TBM: How often were you working in comparison to the Caucasian models in your agency?
RC: In the beginning I was hardly working. My agency was overwhelmed. In the middle of my trip I started working a similar amount of jobs compared to the Caucasian models, working a couple days a week. But closer to the end of my trip I was working the most out of all the girls. I was working everyday and sometimes even twice a day because clients got used to me and started requesting me. I had jobs booked and options on hold for a month after my departure even though I wasn't going to be in town.
TBM: Did a client ever dismiss you at a casting because of your ethnicity? If so, how did you deal with it?
RC: At castings, clients almost always dismissed me and laughed at me. I would feel humiliated and awkward so that's why I stopped going to them. But my agency understood how I felt and not going to castings didn't affect my work.

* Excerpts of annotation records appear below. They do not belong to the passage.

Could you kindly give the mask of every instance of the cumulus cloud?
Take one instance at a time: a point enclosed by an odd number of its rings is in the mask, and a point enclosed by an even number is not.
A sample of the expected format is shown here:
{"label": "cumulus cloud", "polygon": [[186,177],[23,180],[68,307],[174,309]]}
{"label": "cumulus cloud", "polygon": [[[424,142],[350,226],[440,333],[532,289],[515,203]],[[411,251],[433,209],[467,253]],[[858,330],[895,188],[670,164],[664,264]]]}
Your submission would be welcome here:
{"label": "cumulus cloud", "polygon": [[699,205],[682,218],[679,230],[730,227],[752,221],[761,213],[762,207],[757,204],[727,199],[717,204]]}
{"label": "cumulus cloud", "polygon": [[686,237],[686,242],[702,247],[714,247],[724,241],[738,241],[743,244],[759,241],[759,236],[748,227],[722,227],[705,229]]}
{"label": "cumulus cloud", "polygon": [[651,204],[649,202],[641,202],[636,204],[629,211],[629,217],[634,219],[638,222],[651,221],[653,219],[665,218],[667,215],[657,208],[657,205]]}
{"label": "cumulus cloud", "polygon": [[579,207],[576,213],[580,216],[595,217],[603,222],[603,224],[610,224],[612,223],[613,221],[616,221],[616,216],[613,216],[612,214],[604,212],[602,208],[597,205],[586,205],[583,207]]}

TBM: You're in a country that openly and overtly prefers Caucasian skin and has a history of being openly discriminatory towards black foreigners (lots of African labourers move to China for work). From the shelves in shops to billboards, whitening creams and the use of white models is everywhere. What was it like dealing with that on a daily basis?
RC: At the beginning I was really overwhelmed and embarrassed. I wouldn't leave my house alone and would hide. But after a while I got used to it and stopped taking offence to it. I started to do everything by myself with no shame.
TBM: Did you have natural hair in China or did you have extensions? Is it more difficult for black models working with natural hair?
RC: I had extensions and it was hard for the clients to work with them. Most hair stylists and even make up artists never even worked with black models so it was difficult for them to work with my extensions but most of them managed. Sometimes for presentations and shows I would even do my own hair and makeup.
TBM: Do you think Shanghai clients will ever be more open to using models of colour?
RC: I hope so. But it is slowly changing. For the first time in my life I did bridal shows and catalogues which I had never even done in the European market.
TBM: Do you ever plan to go back to Shanghai - or any other part of China for that matter - for work? Why or why not?
RC: Yes, I would definitely go back. I am presently working in Bali (but not as a model) and when my Shanghai agency found out I was close by, they booked me for jobs and clients also requested me for fashion week but unfortunately I couldn't go. I have also received requests from other agencies in Beijing and Hangzhou.
TBM: What advice would you give to other black models interested in working in China? Would you recommend it? Why or why not?
RC: I would recommend it only to either mixed race models or commercial girls with big curly hair because clients are more open to those type of models. Or models with a strong and edgy book because it'll be easier to get jobs from direct bookings.